Oracle Cloud Infrastructure Documentation

Creating a Policy

On Private Cloud Appliance, a policy must have at least one policy statement. You can't create an empty policy and add statements later.

Decide what you want your policy to allow, and see Policy Statements to design the necessary statements.

    1. In the Compute Web UI navigation menu, select Identity, then select Policies.

    2. Select Create Policy.

    3. Enter the following information:

      • Name: The policy name. Policy names have the following characteristics:

        • Must be unique within the tenancy.

        • Are case insensitive.

        • Can't be changed later.

        • Can be no more than 100 characters.

        • Can't include spaces. Can include only letters, numbers, hyphens, periods, or underscores.

        • Avoid entering confidential information.

      • Description: A description for the policy. This description can be no more than 400 characters.

      • Create in Compartment: Select the compartment where you want to attach this policy. The policy will apply to this compartment and all child compartments of this compartment.

      • Statements: Enter a policy statement. For information about how to write policy statements, see Policy Statements.

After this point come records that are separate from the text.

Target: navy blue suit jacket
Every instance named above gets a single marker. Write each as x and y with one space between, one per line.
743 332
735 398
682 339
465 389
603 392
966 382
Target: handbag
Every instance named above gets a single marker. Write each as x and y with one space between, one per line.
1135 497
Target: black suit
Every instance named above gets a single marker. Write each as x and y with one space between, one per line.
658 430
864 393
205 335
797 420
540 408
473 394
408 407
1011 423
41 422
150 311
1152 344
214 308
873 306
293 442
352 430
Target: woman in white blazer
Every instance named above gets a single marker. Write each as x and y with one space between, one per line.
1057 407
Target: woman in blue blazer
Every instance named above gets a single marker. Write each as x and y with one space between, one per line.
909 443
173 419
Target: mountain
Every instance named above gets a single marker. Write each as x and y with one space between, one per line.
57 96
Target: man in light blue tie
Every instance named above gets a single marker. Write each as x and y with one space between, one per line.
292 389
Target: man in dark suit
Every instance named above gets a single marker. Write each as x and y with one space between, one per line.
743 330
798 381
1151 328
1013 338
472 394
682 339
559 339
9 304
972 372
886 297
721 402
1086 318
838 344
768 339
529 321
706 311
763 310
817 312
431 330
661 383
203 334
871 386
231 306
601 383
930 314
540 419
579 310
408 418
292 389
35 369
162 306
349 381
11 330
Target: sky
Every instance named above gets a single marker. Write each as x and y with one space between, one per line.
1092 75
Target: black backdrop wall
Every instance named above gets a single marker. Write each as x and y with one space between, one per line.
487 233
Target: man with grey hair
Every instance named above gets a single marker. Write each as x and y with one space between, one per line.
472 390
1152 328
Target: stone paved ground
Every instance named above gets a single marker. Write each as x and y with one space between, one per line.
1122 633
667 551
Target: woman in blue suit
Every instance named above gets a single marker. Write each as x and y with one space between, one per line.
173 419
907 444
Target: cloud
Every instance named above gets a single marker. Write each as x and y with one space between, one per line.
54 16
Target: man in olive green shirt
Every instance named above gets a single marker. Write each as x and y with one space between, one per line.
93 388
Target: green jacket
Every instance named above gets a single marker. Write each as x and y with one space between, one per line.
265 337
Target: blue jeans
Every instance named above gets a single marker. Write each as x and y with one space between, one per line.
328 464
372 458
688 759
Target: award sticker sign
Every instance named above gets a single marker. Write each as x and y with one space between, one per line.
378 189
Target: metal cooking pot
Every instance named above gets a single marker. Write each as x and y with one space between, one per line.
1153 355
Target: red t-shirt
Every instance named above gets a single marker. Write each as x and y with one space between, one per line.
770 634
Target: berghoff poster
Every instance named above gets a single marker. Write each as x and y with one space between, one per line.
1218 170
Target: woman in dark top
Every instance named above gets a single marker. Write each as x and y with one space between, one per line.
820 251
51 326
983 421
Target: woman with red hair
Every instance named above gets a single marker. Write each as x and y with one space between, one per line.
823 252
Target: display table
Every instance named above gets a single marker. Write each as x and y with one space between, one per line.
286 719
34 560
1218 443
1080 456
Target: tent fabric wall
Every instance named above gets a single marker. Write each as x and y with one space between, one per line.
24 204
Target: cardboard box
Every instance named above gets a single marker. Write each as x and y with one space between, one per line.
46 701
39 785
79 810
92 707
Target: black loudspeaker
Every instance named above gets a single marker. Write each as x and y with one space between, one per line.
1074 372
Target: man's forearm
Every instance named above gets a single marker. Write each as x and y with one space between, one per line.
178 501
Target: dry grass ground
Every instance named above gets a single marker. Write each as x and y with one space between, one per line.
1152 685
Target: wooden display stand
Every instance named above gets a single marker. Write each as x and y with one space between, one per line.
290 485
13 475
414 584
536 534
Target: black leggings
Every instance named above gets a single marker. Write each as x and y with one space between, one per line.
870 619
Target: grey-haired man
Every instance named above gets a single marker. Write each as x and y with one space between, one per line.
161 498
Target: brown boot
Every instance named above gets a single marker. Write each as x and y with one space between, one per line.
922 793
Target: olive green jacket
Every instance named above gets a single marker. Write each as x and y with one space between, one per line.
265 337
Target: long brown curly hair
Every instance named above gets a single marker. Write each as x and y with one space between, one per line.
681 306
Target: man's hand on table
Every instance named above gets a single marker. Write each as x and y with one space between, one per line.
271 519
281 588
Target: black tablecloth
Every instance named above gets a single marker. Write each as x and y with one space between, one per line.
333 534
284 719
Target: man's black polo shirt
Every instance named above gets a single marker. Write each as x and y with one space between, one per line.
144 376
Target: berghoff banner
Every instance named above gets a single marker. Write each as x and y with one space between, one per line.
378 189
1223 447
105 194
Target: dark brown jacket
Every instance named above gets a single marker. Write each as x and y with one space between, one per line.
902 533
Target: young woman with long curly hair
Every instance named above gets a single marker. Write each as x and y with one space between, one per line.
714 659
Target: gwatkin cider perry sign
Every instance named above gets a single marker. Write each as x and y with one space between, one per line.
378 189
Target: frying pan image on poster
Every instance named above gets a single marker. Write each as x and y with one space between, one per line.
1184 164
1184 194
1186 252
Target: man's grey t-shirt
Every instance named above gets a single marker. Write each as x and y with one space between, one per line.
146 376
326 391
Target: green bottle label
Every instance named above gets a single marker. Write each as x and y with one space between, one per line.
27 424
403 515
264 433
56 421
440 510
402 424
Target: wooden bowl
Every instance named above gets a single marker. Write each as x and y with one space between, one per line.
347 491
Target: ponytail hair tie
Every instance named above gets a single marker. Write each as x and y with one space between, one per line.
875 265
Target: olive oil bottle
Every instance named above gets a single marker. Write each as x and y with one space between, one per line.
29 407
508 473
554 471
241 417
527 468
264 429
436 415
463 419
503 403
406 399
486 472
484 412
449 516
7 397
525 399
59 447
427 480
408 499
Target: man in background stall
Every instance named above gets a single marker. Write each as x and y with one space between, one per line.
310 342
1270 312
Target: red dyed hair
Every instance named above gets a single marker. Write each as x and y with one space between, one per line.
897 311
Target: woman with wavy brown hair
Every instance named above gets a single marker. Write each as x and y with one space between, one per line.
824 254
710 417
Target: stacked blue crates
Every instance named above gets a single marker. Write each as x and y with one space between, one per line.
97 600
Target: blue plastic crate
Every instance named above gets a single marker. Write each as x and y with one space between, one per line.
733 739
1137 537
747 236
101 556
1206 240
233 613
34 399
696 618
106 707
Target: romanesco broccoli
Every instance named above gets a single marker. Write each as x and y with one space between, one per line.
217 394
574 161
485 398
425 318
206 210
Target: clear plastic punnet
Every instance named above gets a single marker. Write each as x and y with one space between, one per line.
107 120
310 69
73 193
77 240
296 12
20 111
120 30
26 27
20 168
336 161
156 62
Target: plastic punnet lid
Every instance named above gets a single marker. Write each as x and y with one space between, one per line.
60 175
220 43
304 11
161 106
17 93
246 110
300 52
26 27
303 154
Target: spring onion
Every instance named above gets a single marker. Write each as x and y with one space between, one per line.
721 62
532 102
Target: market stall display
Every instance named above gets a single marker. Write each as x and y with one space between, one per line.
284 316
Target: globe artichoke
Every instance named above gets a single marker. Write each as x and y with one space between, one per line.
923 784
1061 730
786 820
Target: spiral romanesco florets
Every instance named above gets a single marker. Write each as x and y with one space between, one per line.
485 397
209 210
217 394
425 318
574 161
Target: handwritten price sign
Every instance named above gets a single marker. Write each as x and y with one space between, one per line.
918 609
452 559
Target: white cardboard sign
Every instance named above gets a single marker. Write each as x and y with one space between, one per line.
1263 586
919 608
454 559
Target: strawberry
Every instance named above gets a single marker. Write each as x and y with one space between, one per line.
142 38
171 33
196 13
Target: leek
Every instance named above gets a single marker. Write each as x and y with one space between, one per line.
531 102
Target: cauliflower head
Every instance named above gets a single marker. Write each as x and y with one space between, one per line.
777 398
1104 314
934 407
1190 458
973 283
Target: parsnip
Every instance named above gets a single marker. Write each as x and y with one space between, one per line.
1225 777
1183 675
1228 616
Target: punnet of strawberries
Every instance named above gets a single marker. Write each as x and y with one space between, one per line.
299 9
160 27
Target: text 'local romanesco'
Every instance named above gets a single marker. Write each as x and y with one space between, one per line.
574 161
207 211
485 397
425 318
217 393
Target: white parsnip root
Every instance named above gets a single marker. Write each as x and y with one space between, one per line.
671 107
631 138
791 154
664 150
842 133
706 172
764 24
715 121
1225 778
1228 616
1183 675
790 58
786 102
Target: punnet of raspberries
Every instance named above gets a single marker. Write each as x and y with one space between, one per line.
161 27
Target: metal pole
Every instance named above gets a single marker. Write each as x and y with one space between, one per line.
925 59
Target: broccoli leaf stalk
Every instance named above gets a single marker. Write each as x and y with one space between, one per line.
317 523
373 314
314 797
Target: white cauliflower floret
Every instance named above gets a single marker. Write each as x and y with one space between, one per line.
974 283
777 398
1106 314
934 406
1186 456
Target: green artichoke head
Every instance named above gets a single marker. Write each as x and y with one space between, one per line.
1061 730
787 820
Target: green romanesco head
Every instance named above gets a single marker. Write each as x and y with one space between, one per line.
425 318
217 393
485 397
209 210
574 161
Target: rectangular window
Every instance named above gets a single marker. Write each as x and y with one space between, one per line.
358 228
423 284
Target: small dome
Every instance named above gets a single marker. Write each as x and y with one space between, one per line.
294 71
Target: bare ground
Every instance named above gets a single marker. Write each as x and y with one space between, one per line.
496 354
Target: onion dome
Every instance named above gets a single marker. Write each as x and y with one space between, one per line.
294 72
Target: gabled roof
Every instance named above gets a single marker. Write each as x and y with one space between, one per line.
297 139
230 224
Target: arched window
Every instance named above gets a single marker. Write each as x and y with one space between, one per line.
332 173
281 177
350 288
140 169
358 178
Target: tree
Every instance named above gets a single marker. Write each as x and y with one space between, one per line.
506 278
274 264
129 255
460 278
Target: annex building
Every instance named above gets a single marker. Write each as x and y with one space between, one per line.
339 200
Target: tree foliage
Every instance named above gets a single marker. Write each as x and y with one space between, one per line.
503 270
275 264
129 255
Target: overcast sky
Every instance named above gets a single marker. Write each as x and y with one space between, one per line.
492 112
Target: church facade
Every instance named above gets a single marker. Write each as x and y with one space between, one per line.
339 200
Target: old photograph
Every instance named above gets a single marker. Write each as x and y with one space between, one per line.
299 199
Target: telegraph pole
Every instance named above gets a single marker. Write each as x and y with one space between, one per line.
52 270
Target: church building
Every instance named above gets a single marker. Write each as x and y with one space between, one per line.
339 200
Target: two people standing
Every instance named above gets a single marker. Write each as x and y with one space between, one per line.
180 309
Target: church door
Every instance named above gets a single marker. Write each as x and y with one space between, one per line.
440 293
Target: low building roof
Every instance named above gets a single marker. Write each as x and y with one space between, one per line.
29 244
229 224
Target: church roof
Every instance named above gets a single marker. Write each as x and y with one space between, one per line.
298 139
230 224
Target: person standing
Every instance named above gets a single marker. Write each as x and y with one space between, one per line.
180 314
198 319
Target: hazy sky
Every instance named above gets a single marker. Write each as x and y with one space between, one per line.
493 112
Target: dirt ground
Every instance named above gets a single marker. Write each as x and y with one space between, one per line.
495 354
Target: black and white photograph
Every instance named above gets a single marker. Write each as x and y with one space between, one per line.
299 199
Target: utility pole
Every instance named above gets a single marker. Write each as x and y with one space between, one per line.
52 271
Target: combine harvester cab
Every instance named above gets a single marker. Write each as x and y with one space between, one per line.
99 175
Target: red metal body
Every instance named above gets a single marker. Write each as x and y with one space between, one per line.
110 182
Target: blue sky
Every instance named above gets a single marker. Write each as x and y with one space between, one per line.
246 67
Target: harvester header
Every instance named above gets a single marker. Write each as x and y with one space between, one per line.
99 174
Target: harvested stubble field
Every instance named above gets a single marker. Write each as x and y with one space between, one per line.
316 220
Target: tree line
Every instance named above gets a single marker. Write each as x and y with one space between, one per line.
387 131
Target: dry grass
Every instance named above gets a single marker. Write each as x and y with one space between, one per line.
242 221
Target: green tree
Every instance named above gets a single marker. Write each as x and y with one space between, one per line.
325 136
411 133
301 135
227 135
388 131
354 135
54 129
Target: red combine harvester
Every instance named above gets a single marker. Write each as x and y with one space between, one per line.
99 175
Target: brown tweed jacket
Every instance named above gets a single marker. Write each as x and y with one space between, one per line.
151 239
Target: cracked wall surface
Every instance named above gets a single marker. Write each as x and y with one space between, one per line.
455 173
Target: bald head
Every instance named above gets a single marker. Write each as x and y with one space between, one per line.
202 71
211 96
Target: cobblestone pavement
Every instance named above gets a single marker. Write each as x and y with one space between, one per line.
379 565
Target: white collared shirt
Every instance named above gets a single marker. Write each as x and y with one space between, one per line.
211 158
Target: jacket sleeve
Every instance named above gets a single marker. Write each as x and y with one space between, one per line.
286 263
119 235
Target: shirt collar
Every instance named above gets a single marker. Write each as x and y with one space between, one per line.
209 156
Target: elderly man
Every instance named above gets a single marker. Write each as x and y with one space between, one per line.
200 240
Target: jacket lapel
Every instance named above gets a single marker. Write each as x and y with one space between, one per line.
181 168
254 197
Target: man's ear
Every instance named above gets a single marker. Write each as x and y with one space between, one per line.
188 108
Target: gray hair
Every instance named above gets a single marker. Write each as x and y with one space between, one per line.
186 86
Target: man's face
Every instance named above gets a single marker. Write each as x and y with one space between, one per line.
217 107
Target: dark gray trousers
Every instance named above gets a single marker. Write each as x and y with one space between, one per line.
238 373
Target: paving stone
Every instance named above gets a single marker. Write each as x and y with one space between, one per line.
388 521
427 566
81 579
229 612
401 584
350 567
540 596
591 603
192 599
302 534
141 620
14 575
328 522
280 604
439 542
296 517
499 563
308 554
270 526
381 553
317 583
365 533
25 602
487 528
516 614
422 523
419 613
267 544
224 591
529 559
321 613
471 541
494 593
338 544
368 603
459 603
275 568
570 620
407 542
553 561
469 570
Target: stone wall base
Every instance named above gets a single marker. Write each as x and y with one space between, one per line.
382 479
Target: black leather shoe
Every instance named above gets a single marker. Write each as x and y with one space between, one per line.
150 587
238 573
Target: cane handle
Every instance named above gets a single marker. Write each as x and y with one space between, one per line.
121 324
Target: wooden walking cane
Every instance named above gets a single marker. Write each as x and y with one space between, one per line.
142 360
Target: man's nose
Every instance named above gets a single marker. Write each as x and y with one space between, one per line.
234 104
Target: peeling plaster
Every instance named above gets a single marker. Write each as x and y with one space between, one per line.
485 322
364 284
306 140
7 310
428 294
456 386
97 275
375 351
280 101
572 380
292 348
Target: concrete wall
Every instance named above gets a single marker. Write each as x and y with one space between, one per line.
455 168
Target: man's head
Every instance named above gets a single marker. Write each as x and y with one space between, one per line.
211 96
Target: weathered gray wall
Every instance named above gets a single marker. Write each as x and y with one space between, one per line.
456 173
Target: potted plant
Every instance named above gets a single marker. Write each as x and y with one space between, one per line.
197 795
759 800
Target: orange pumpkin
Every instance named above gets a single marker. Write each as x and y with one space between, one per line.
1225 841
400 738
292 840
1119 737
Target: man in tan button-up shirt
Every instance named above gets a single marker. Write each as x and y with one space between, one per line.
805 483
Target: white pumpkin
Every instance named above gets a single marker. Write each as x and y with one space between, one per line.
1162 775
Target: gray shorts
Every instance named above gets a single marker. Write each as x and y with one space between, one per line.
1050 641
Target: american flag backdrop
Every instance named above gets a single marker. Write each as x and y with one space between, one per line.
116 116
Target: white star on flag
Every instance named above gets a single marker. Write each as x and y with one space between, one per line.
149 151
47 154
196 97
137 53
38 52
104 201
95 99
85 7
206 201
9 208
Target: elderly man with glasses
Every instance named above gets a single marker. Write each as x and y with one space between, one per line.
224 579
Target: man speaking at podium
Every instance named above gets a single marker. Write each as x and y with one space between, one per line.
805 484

        To add a second policy statement, select the +Another Statement button. You can enter up to 50 statements. If you create more than one policy statement, you can select the X button next to a statement to delete that statement.

      • Tagging: (Optional) Add defined or free-form tags for this policy as described in Adding Tags at Resource Creation. Tags can also be applied later.

    4. Select Create Policy.

      The details page for the new policy is displayed. The Resources section of the page shows the policy statements.

  • Use the oci iam policy create command and required parameters to create a policy.

    oci iam policy create -c compartment_OCID --name text --description "text" \
{ --statements '["statement","statement"]' | --statements file://policy.json } [OPTIONS]

    The compartment_OCID is the compartment where you want to attach this policy.

    This command returns the same output as the policy get command.

    For a complete list of CLI commands, flags, and options, see the Command Line Reference.

  • Use the CreatePolicy operation to create a policy.

    For information about using the API and signing requests, see REST APIs and Security Credentials. For information about SDKs, see Software Development Kits and Command Line Interface.